Alignment: A download button is available for each row to display the full pairwise alignment between the query and the hit.
This interface allows users to perform a pattern-based search for protein motifs.
- In Step 1, users can input a pattern using either PROSITE syntax (e.g., P-N-x(2)-[DE]-Y) or a regular expression to define the sequence motif of interest.
- In Step 2, users select the dataset or group of families to search against from a dropdown menu that includes options like "Metagenome-only", "Bacteria", or "Environmental". Submitting the form initiates the search across the selected sequences.
This section presents the results of the Pattern Search, where each row lists a protein family that matches the input motif.
- Family ID: column shows the matched family ids
- Protein ID: column shows the matched associated protein ids
- Hit: column highlights the exact matching subsequence in the protein.
- Position: indicates where in the sequence the match occurs.
- Consensus Sequence: column shows the full protein sequence with the matching motif highlighted in green.
- The Download: button at the bottom allows users to download all results in a file.
The statistics section provides a summary of statistics about the contents of the metagRoot database Overview tab :
- Total Protein Families
- Total Datasets
- Total Family Counts
- Total Scaffolds
- Total Environments
- Total Metadata Entries
In the Families tab the user can find statistics related to the distribution of protein families across dataset types and environments. The Venn diagram highlights the overlap of families among metagenomes, metatranscriptomes, and isolates.
- A. Family sequence category distribution: Shows the overlap of protein families across metagenomes, metatranscriptomes, and isolates.

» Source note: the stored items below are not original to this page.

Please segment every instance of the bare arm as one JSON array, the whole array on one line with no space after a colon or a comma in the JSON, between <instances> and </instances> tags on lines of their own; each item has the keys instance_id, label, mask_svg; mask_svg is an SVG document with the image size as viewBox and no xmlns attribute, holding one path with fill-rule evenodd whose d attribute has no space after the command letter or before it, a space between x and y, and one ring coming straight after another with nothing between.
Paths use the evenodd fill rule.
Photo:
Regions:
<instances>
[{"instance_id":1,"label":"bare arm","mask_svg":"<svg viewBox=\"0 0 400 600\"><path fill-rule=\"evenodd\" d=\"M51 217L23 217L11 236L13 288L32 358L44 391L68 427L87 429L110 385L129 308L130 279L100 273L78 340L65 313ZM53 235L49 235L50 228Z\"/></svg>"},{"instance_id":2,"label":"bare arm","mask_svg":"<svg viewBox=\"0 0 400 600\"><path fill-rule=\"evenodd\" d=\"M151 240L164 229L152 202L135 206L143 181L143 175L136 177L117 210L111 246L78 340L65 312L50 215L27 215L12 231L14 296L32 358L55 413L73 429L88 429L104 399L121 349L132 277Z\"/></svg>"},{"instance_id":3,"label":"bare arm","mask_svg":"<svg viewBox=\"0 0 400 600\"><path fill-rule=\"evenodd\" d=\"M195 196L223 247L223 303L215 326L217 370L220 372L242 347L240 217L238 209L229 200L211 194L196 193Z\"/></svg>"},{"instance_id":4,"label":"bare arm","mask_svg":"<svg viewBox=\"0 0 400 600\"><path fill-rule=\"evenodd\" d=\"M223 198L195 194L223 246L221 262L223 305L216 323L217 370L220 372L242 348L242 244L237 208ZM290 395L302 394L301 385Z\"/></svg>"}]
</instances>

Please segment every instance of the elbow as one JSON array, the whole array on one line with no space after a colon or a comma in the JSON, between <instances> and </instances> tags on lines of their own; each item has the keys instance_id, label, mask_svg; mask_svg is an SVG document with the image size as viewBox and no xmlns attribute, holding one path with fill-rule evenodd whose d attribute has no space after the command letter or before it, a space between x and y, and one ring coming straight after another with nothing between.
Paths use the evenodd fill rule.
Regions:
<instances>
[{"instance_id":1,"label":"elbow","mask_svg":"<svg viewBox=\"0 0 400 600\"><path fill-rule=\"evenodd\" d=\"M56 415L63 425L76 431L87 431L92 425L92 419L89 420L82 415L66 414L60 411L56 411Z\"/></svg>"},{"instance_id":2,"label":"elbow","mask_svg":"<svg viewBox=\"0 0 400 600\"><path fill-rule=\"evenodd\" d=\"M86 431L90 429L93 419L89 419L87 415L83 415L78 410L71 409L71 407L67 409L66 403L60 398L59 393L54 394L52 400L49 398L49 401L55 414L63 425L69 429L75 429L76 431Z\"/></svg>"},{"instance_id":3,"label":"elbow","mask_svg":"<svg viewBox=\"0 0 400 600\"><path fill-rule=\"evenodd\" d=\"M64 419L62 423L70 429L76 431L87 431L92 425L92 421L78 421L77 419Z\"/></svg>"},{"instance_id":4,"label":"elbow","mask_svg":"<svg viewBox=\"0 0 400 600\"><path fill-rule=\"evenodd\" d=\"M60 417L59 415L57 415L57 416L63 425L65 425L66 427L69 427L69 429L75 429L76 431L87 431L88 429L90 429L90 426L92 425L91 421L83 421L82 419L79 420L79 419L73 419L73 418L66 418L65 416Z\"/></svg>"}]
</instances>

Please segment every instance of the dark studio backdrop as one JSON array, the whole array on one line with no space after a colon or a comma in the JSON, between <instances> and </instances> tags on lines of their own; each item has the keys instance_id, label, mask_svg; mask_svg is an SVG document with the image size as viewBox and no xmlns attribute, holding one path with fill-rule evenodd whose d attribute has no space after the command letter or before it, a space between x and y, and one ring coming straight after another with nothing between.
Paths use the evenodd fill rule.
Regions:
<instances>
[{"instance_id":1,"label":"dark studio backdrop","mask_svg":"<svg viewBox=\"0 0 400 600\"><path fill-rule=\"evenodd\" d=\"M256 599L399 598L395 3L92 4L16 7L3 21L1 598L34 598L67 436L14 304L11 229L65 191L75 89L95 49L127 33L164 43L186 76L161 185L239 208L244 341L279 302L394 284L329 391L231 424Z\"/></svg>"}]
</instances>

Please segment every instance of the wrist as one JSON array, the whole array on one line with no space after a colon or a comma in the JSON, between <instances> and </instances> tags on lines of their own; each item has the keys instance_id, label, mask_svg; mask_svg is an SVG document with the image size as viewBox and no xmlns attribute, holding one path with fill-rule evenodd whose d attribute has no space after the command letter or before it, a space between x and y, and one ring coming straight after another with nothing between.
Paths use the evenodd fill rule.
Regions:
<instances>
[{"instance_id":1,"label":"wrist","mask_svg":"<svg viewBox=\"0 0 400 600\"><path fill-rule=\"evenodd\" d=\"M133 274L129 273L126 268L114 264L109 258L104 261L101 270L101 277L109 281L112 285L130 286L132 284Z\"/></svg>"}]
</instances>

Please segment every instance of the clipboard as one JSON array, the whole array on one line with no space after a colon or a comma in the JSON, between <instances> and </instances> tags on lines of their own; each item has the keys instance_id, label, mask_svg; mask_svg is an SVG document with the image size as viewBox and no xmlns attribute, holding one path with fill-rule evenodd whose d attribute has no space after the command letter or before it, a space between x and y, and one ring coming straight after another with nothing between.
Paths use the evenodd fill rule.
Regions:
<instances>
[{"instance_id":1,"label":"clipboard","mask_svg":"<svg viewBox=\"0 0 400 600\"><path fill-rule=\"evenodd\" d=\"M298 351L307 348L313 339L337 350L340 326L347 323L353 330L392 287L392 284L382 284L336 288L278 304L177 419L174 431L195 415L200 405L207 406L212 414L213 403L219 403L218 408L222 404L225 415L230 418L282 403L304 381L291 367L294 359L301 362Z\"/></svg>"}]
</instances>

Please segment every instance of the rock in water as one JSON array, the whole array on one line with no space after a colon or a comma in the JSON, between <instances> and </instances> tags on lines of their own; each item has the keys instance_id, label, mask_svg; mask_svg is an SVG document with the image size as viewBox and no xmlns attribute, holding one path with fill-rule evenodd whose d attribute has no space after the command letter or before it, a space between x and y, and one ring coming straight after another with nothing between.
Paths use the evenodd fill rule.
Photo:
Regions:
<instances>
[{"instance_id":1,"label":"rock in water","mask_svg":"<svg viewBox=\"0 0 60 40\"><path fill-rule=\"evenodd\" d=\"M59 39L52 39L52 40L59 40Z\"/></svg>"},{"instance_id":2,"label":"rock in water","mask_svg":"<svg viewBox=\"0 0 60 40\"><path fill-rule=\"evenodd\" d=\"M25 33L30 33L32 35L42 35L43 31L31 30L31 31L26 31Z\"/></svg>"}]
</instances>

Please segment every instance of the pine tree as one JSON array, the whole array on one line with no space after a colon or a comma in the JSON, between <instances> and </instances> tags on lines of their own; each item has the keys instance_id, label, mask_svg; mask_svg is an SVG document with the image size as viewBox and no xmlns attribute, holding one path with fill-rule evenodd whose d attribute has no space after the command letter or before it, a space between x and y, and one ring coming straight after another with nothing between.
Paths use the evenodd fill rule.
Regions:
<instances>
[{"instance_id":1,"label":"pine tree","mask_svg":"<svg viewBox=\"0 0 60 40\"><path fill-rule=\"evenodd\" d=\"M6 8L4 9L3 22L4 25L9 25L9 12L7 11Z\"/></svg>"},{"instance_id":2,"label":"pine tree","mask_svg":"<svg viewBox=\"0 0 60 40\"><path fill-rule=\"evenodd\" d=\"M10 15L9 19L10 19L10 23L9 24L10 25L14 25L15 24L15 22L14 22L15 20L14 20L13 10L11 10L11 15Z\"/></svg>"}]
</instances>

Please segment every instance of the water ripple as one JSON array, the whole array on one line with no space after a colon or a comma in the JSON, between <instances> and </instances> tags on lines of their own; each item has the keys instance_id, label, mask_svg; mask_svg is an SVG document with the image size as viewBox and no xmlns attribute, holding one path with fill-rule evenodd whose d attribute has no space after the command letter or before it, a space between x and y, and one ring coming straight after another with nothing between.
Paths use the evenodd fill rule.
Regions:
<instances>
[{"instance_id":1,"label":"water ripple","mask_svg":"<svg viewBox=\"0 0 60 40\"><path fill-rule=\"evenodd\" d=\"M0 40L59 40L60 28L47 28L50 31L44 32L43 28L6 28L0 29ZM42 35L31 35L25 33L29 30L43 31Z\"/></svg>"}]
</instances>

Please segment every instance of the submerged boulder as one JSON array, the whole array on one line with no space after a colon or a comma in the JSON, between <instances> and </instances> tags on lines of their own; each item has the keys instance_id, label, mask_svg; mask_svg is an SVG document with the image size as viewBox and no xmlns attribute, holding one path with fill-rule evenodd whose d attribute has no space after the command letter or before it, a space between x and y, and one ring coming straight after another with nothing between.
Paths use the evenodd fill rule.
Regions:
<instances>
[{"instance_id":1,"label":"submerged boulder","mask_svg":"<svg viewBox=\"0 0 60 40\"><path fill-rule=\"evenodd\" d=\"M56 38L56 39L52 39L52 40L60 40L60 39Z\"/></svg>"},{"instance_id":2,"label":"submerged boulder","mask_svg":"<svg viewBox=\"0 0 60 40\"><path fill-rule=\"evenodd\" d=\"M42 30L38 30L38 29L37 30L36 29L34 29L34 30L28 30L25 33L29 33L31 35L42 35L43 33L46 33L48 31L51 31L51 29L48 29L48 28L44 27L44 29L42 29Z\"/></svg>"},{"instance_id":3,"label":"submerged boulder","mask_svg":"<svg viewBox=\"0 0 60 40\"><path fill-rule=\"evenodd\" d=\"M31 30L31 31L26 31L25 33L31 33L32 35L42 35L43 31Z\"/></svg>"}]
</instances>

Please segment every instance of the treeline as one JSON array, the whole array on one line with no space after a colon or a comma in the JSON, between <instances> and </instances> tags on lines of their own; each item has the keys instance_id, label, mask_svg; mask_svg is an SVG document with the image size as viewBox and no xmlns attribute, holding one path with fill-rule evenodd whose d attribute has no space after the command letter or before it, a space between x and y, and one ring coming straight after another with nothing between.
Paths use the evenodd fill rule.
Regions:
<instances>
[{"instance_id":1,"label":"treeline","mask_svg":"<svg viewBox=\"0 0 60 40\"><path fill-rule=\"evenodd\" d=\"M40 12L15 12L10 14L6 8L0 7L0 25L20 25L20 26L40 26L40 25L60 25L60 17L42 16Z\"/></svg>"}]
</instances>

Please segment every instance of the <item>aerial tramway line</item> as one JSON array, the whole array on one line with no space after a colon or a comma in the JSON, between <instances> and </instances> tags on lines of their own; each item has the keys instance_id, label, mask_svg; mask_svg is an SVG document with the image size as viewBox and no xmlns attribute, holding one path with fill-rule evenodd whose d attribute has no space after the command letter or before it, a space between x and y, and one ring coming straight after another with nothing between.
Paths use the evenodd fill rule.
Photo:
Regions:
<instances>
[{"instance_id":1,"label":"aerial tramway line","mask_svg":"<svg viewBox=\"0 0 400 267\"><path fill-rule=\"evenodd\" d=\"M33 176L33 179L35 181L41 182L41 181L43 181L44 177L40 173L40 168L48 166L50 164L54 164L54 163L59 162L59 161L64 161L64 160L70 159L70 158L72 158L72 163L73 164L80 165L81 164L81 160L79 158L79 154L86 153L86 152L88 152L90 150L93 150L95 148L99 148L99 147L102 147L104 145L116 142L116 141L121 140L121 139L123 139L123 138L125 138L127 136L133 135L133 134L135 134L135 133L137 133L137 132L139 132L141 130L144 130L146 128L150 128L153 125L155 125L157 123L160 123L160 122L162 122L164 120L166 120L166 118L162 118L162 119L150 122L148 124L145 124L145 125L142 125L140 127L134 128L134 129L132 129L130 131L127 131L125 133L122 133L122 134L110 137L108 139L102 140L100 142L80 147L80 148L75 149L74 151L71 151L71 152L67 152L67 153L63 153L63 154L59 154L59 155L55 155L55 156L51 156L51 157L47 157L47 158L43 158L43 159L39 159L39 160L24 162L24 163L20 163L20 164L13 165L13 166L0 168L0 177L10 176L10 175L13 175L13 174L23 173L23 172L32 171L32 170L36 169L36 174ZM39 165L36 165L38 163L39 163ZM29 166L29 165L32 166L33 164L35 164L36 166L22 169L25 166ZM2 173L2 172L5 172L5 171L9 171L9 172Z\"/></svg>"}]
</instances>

- B. Biome Distribution: This plot displays the distribution and intersection of protein families across the different sub environments based on user-selected categories.
- C. Taxonomy Distribution: This plot displays the distribution and overlap of protein families across taxonomic groups.
The Scaffolds tab provides an overview of scaffold distribution across taxonomic groups and environmental categories, offering both tabular data and visual summaries.
- A. Scaffold Taxonomy Distribution: This section presents the number of scaffolds classified under different taxonomic categories such as Bacteria, Archaea, Eukaryota, and others, accompanied by a bar chart displaying these totals for visual comparison.
- B. Scaffold Environmental Distribution: This section lists the total number of scaffolds associated with various environmental sources, such as Rhizosphere, Nodule, Endosphere and others, and visualizes their distribution using a bar chart.
The Proteins tab displays the total number of protein sequences categorized by taxonomy and environment, with accompanying bar charts to help visualize the distribution across different biological groups and ecological niches.
- A. Protein Taxonomy Distribution: Shows the distribution of protein sequences across taxonomic categories.
- B. Protein Environmental Distribution: Summarizes the number of protein sequences originating from the environmental sources such as rhizosphere, nodule, endosphere, aerial tissues, and unclassified environments.
The Structures tab features a Venn diagram showing the unique number of structural hilts from PDB, AlphaFoldDB, and CATH, along with their overlaps.
By clicking on the Downloads tab, you can access detailed descriptions of the summary, metadata, domains, sequences, families, aligned families, HMMs, and PDB files, all of which are available for download.